Nos guió por la orilla del río hasta un remanso. Estábamos justamente en el lado opuesto donde, unas horas antes, tomara mi “voluntario” baño.

El agua mantenía su color barroso, pero su superficie parecía un espejo. El Director sacó entonces de una bolsa de nylon que llevaba en su mano, un trozo de carne sanguinolenta a la que atravesó con una larga pértiga. Levantó lo que parecía ser un bofe de vaca por sobre nuestras cabezas y lo introdujo en el río.

Un segundo después y ante nuestro estupor, el agua comenzó a vibrar y se tiño de rojo.

Entonces supe que era el Canero.

Del libro “Las ocho regiones naturales del Perú” del Doctor Javier Pulgar y Vidal, Ecólogo de fama mundial y Profesor de la Academia de Guerra Aérea , transcribo:

   “El “chucha-canero”, en el dialecto indígena de la Omagua, significa “pelo”. Se llama así porque es delgado, llega a medir cuando más 8 centímetros de largo y algo más de medio centímetro de ancho. La cabeza es afilada, provista de de espinas como anzuelos. Esta especie tiene la singularísima  particularidad de introducirse por la uretra de hombres y mujeres, asó por otros orificios del cuerpo humano y de los animales. Por esto, los silvícolas evitan bañarse en los lugares que saben están infestados de caneros o utilizan, tanto hombres como mujeres, dispositivos especiales protectores que reciben el nombre de “moque “en ciertas tribus.

   La experiencia ha enseñado que atacan siempre que siente olor a orines y por ello suelen parasitar durante la micción. Generalmente es doloroso para los hombres y menos sensible para las mujeres; en algunos casos el dolor es más fuerte y en otros casi imperceptibles, pero pronto se hace presente por la intensa hemorragia que produce el canero. El reverendo Edgar J, Burns, que vivió varios años en Yirimaguas, tuvo oportunidad de tratar algunas víctimas de este pez, en todos los casos se vio precisado a apelar a la única medicina conocida: un cocimiento de frutas y hojas verdes de la Genipa  americana.
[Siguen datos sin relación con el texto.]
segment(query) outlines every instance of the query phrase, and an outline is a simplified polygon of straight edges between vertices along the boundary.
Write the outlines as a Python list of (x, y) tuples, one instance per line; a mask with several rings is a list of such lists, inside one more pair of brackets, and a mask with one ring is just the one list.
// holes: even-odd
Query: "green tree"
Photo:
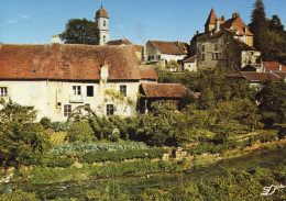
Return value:
[(31, 123), (35, 111), (11, 100), (0, 111), (0, 164), (19, 168), (25, 159), (41, 156), (50, 146), (41, 124)]
[(256, 0), (251, 14), (250, 30), (254, 33), (253, 45), (262, 52), (262, 58), (267, 60), (267, 20), (265, 16), (265, 7), (262, 0)]
[(283, 123), (286, 112), (286, 82), (272, 82), (267, 80), (256, 93), (258, 112), (262, 114), (262, 122), (272, 126), (275, 122)]
[(68, 44), (99, 44), (99, 30), (95, 22), (86, 19), (70, 19), (61, 38)]

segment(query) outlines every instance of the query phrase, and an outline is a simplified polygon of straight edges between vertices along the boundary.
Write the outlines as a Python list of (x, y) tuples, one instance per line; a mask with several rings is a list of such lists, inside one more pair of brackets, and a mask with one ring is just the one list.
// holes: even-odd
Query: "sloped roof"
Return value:
[(195, 63), (197, 59), (197, 55), (194, 55), (194, 56), (190, 56), (190, 57), (187, 57), (184, 63)]
[(180, 83), (142, 83), (146, 98), (183, 98), (187, 88)]
[(99, 80), (141, 79), (133, 46), (79, 44), (0, 45), (0, 79)]
[(101, 8), (96, 12), (96, 18), (107, 18), (108, 19), (108, 12), (103, 9), (102, 4), (101, 4)]
[(244, 43), (240, 40), (233, 38), (233, 41), (240, 46), (240, 48), (242, 51), (255, 51), (255, 48), (253, 46), (250, 46), (250, 45), (248, 45), (246, 43)]
[(248, 29), (248, 26), (244, 24), (240, 16), (227, 20), (224, 23), (220, 25), (220, 27), (228, 30), (238, 30), (240, 35), (245, 35), (246, 27), (246, 35), (253, 35), (253, 33)]
[(215, 34), (210, 34), (210, 33), (205, 33), (201, 36), (199, 36), (197, 40), (206, 40), (206, 38), (212, 38), (212, 37), (221, 37), (223, 34), (223, 31), (220, 30)]
[(278, 63), (278, 62), (262, 62), (263, 67), (265, 68), (265, 70), (279, 70), (279, 65), (280, 65), (280, 70), (282, 71), (286, 71), (286, 66)]
[(213, 9), (211, 9), (206, 24), (215, 24), (218, 18), (216, 15), (216, 12)]
[(148, 41), (162, 54), (186, 55), (188, 44), (185, 42)]
[(132, 43), (127, 38), (109, 41), (107, 42), (107, 44), (108, 45), (132, 45)]
[(141, 79), (158, 79), (157, 72), (152, 65), (140, 65), (139, 71)]
[(228, 77), (230, 78), (245, 78), (249, 81), (266, 81), (267, 79), (272, 81), (277, 81), (279, 79), (278, 76), (272, 72), (256, 72), (256, 71), (239, 71), (235, 74), (231, 74)]
[(143, 51), (143, 45), (133, 45), (135, 52), (142, 52)]

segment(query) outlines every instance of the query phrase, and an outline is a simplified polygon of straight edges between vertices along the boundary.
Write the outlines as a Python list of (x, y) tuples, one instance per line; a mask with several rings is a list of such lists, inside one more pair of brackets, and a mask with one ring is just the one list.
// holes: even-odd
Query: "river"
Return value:
[(13, 191), (22, 189), (24, 191), (45, 194), (46, 199), (76, 198), (79, 192), (88, 189), (99, 190), (105, 193), (120, 191), (135, 194), (146, 188), (166, 188), (169, 186), (184, 185), (186, 182), (205, 180), (213, 176), (226, 174), (226, 168), (237, 168), (250, 170), (255, 167), (275, 168), (277, 165), (286, 165), (286, 147), (278, 150), (271, 150), (263, 154), (252, 154), (249, 156), (220, 160), (207, 166), (196, 166), (191, 170), (179, 174), (157, 174), (150, 177), (120, 177), (109, 179), (89, 179), (77, 182), (53, 183), (53, 185), (31, 185), (31, 183), (6, 183), (0, 185), (0, 190)]

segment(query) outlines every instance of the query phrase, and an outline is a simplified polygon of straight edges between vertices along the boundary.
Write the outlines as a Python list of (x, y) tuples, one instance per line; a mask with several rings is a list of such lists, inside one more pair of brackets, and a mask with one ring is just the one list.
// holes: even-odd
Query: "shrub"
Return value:
[(67, 137), (69, 142), (73, 143), (88, 143), (97, 141), (94, 130), (88, 122), (84, 121), (73, 122), (67, 131)]
[(46, 130), (48, 127), (51, 127), (52, 123), (51, 123), (51, 119), (47, 116), (44, 116), (41, 119), (40, 123), (43, 125), (43, 127)]

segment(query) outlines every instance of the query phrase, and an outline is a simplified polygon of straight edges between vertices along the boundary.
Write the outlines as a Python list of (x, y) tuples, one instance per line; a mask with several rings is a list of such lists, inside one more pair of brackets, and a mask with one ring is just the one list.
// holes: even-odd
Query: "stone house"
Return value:
[(217, 18), (211, 9), (205, 24), (205, 33), (191, 40), (196, 47), (198, 68), (228, 67), (239, 70), (248, 64), (256, 64), (260, 52), (253, 47), (253, 33), (243, 23), (239, 13), (227, 20)]
[(197, 71), (197, 55), (184, 59), (184, 71)]
[[(169, 60), (183, 66), (188, 44), (184, 42), (147, 41), (144, 46), (144, 60), (165, 67)], [(174, 69), (173, 69), (174, 71)]]
[(65, 121), (85, 105), (98, 115), (135, 115), (140, 85), (132, 46), (0, 45), (0, 96), (38, 110), (37, 121)]
[[(109, 41), (107, 45), (133, 45), (129, 40), (121, 38), (117, 41)], [(133, 45), (138, 60), (141, 63), (143, 57), (143, 45)]]

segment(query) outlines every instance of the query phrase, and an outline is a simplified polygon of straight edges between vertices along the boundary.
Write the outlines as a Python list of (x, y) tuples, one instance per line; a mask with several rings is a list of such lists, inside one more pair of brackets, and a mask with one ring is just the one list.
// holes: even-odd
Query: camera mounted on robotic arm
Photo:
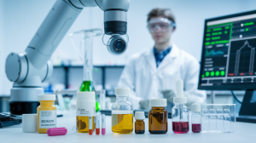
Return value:
[[(130, 0), (96, 0), (98, 6), (104, 11), (104, 35), (110, 35), (108, 43), (102, 43), (113, 55), (120, 55), (125, 52), (129, 37), (127, 31), (127, 11)], [(127, 38), (122, 36), (126, 35)]]

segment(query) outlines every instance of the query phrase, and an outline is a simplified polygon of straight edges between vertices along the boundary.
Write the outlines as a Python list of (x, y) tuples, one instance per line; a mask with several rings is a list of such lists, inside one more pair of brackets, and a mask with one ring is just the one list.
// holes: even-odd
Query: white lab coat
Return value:
[(206, 91), (198, 90), (200, 65), (195, 57), (177, 49), (174, 44), (171, 52), (156, 67), (153, 49), (132, 56), (125, 66), (118, 87), (130, 88), (129, 100), (134, 109), (146, 99), (161, 99), (163, 89), (172, 89), (176, 94), (176, 81), (184, 83), (184, 95), (188, 102), (202, 103)]

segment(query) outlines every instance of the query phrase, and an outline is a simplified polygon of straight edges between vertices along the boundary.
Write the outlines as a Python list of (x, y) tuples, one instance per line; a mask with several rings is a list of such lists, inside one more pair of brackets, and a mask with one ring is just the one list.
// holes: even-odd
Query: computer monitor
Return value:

   Las teorías para explicar el porqué ataca así el “chucha-canero” son muchas, pero no se ha comprobado ninguna. Las principales son las siguientes:

  • El canero es urinófilo.
  • El canero procura ir contra la corriente y por eso se lanza contra lo que produce la orina.
  • El canero se alimenta de sangre y la busca en las mucosas débiles de agallas, uretras, etc.

Lo grave  y casi inexplicable del canero es que un animal tan diminuto pueda producir una hemorragia tan grave. Resulta pues uno de los mayores peligros selváticos y sin el eficaz remedio de la Genipa, fruto de la sabiduría indígena, los médicos se ven obligados a intervenir quirúrgicamente con graves consecuencias para la integridad y el futuro del paciente.

Alarmado ante aquella evidencia, increpé al Director el no haberme avisado de aquel riesgo. Sonriendo me contestó que esa parte del río estaba aislada de la pequeña “playa” donde tomara mi baño.

Poco después emprendimos el regreso. Cuando las lanchas aumentaron su velocidad, al encontrarse en el cauce principal del río, una duda seguía provocándome inquietud: ¿Que habría sucedido de haber tomado la cerveza antes del baño?

Al pisar el civilizado embarcadero del Grupo 42, mis amigos peruanos y yo, vimos caer el sol en la creciente penumbra de la Omagua.